Il dibattito strampalato attorno all’emendamento leghista sul test pre-selettivo a base regionale per gli insegnanti, è il primo dono avvelenato che il fantomatico «Partito del Sud» porta in dote al governo. Se dal Sud un pezzo di classe politica alza la voce in nome di un riequilibrio di attenzioni e risorse da parte dell’esecutivo, questo produce un effetto uguale e contrario da parte della Lega, che deve rivendicare il suo posto nella maggioranza e il suo ruolo di tutore degli interessi della «questione settentrionale». Da una parte si chiedono più soldi per il Meridione, dall’altra si rivendicano misure per tutelare l’identità culturale del Nord. Avvitandosi in questo modo, il federalismo può generare, prima ancora degli esiti legislativi, una spaccatura nelle opinioni pubbliche destinata a rinfocolare antichi pregiudizi superati dalla storia nazionale.
Della Lega sappiamo molto, anche che il comportamento parlamentare dei suoi dirigenti è molto più responsabile di alcune prese di posizione, a volte eccentriche o offensive, che vengono utilizzate retoricamente come camera di compensazione tra le rivendicazioni della base elettorale e la condotta misurata della Lega nel potere romano. Del Partito del Sud sappiamo ancora troppo poco per sapere se si tratta di un espediente interno al centrodestra per calmierare la vocazione nordista di qualche ministro, di un progetto politico destinato a consumare i suoi effetti in Sicilia, o di un soggetto trasversale che tra gli alfieri del meridionalismo imbarchi anche quei governatori di sinistra, da Bassolino a Loiero, che hanno enormi responsabilità nel naufragio delle ambizioni meridionali.
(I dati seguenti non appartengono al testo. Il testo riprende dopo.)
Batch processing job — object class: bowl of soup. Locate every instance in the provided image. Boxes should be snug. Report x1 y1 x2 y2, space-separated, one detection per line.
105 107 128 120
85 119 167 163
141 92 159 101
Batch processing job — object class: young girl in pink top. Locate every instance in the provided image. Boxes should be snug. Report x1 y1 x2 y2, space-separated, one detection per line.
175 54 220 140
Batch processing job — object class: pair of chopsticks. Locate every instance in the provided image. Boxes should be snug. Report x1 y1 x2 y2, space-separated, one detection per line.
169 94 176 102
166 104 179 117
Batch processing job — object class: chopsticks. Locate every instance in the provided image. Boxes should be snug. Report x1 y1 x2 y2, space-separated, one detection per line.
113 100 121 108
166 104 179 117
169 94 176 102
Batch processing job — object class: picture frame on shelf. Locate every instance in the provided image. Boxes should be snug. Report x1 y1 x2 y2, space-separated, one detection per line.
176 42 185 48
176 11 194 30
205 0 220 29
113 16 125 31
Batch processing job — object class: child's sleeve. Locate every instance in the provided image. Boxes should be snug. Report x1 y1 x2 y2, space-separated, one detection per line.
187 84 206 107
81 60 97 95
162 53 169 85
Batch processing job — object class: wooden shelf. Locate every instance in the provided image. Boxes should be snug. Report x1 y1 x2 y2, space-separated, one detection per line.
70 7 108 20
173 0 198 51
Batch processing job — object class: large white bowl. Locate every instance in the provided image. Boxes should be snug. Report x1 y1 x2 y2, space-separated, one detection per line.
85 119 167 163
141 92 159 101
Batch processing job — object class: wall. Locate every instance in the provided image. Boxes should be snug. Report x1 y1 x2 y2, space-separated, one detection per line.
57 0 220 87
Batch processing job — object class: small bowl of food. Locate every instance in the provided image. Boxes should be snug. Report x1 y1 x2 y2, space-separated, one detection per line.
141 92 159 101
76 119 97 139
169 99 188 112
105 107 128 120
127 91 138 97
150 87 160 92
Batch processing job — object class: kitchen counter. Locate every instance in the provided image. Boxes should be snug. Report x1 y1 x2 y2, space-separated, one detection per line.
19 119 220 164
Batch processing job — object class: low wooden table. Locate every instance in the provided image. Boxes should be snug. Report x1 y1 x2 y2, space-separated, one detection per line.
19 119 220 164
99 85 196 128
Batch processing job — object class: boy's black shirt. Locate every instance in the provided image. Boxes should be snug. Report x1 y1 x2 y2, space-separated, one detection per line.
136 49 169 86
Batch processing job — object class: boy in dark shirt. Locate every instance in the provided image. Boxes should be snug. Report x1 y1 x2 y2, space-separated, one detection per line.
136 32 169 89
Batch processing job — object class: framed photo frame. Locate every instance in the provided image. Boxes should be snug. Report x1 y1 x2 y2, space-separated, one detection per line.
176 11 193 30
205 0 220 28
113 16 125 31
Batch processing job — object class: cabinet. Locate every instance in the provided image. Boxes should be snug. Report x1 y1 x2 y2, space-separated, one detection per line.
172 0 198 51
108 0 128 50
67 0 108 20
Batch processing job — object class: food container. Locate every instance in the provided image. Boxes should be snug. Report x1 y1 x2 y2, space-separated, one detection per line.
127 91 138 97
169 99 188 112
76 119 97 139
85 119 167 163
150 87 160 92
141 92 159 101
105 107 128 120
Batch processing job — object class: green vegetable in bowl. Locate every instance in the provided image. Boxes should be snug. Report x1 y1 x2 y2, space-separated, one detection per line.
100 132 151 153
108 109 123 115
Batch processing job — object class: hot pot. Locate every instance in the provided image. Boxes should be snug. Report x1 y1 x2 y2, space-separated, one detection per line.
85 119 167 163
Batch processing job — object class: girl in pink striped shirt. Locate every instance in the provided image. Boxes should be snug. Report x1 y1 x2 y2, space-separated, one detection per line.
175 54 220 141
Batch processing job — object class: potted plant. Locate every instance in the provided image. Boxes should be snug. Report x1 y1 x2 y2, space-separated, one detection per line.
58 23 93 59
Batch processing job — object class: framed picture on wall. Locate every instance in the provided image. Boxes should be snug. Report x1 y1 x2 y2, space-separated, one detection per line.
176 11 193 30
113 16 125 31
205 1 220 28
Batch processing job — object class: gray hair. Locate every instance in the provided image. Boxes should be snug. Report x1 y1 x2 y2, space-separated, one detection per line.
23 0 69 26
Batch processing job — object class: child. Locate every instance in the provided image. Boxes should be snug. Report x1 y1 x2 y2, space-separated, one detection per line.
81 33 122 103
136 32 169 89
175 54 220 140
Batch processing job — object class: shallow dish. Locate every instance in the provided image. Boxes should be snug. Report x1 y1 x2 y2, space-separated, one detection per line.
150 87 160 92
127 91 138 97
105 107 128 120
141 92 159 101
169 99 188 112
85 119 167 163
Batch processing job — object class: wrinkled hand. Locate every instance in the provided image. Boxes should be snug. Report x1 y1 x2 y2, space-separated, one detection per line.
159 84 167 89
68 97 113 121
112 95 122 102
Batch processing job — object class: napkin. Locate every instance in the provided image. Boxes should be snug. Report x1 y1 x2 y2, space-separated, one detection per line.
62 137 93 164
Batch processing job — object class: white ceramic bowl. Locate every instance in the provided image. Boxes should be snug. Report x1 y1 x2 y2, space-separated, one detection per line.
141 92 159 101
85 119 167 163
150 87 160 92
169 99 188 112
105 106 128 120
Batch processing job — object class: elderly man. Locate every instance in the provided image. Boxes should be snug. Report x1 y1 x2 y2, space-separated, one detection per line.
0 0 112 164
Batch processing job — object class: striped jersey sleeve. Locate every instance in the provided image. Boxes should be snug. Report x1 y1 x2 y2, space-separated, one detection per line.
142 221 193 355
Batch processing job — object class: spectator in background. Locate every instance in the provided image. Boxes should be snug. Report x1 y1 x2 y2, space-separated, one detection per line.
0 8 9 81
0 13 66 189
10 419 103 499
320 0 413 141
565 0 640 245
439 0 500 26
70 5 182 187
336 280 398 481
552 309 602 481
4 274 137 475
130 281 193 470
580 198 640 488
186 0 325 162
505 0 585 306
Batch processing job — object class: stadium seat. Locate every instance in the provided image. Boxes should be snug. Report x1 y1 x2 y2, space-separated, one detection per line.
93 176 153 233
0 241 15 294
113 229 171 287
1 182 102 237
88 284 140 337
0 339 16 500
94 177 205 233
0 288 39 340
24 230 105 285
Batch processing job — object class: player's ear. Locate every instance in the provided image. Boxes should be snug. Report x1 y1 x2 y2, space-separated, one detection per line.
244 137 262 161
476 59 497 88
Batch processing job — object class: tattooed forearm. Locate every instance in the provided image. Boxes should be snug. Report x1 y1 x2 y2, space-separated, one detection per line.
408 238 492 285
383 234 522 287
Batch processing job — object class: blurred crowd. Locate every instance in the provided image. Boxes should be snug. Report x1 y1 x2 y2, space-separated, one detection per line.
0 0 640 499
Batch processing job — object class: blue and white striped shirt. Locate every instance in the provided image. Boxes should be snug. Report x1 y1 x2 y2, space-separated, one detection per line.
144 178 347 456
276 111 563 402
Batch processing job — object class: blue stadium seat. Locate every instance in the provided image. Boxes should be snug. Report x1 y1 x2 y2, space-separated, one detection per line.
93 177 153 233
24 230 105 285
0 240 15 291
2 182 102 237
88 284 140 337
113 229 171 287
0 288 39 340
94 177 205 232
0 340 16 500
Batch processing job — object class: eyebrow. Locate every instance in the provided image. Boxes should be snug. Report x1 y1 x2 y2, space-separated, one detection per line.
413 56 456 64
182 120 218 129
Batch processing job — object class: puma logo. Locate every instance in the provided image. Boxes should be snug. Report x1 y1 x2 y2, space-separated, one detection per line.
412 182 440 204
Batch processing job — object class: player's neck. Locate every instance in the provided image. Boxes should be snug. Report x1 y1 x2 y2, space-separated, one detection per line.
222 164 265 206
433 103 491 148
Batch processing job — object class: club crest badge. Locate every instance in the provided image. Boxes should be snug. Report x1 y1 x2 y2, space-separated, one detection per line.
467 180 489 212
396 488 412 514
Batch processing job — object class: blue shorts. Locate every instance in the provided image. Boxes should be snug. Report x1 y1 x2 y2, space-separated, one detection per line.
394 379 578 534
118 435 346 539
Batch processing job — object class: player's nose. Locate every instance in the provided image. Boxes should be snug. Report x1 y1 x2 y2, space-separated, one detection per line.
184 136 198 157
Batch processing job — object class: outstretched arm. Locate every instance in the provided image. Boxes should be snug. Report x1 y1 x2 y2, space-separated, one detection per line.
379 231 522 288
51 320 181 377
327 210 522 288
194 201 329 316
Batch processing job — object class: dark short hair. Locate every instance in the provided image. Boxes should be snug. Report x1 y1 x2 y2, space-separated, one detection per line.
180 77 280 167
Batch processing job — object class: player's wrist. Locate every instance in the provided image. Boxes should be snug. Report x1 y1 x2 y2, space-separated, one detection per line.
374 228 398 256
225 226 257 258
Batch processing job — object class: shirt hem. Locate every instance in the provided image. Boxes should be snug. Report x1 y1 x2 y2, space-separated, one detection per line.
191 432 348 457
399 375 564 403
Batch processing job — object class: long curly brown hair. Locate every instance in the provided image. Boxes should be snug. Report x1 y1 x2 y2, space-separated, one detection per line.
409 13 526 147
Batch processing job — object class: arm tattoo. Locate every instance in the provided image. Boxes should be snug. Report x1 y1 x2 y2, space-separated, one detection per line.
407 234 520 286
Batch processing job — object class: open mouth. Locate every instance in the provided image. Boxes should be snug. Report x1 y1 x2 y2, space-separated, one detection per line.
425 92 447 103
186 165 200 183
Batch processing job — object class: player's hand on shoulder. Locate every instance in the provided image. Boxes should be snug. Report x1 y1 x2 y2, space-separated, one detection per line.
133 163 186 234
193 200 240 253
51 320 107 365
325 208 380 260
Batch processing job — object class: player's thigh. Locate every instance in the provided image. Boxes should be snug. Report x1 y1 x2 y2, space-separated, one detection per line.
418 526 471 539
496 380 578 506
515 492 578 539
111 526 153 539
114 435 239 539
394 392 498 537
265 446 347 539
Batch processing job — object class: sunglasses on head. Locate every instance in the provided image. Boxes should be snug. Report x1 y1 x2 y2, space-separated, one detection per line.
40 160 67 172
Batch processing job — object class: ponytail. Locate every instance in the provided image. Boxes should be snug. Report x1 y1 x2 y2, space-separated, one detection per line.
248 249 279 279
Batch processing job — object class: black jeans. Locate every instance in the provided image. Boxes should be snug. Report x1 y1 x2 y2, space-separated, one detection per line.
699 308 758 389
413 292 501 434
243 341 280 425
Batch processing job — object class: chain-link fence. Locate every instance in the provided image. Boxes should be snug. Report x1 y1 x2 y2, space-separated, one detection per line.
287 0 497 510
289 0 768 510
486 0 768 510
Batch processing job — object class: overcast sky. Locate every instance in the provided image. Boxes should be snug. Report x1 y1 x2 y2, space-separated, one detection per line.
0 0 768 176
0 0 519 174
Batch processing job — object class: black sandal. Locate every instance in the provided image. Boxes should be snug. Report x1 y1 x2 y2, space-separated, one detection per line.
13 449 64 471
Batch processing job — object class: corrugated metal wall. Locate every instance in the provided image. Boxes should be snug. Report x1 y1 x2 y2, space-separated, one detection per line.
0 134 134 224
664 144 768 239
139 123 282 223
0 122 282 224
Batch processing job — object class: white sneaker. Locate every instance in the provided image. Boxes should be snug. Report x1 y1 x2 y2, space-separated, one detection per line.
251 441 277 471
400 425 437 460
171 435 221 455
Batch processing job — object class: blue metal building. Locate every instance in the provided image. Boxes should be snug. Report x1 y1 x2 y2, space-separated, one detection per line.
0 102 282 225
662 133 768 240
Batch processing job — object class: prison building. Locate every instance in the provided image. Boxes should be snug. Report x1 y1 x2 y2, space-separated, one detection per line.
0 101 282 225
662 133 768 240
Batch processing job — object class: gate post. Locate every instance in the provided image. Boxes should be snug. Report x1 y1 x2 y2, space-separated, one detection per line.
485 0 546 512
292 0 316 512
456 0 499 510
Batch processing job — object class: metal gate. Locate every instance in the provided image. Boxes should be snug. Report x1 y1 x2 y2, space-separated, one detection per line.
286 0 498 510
È certo, però, che nelle regioni meridionali oggi esiste una profonda insoddisfazione, un’ansia di riscatto, una rabbia sociale che, soprattutto nelle fasce giovanili, non trovano ancora una vera rappresentazione politica, come in passato è successo quando intere città si sono affidate alla furia di qualche capopopolo. Lo spazio per un’imprenditoria dello scontento è enorme. Ciò deve far riflettere il Popolo della libertà sull’esigenza di costruire rapidamente il proprio radicamento organizzativo e identitario in quelle regioni meridionali dove la debolezza della società civile, l’anemia del senso civico e lo sradicamento della speranza come fatto collettivo attivano nel singolo cittadino la sindrome del si-salvi-chi-può e lo lasciano in balia dei singoli detentori del potere politico locale. Un neomeridionalismo davvero serio dovrebbe partire da questo presupposto, di ordine etico e civile, da porre come tema urgente al potere politico. Una missione gigantesca, che richiede coraggio, capacità autocritica, immaginazione politica, rifuggendo gli stereotipi in cui il Mezzogiorno ha dondolato per troppo tempo i limiti strutturali delle sue classi politiche e intellettuali.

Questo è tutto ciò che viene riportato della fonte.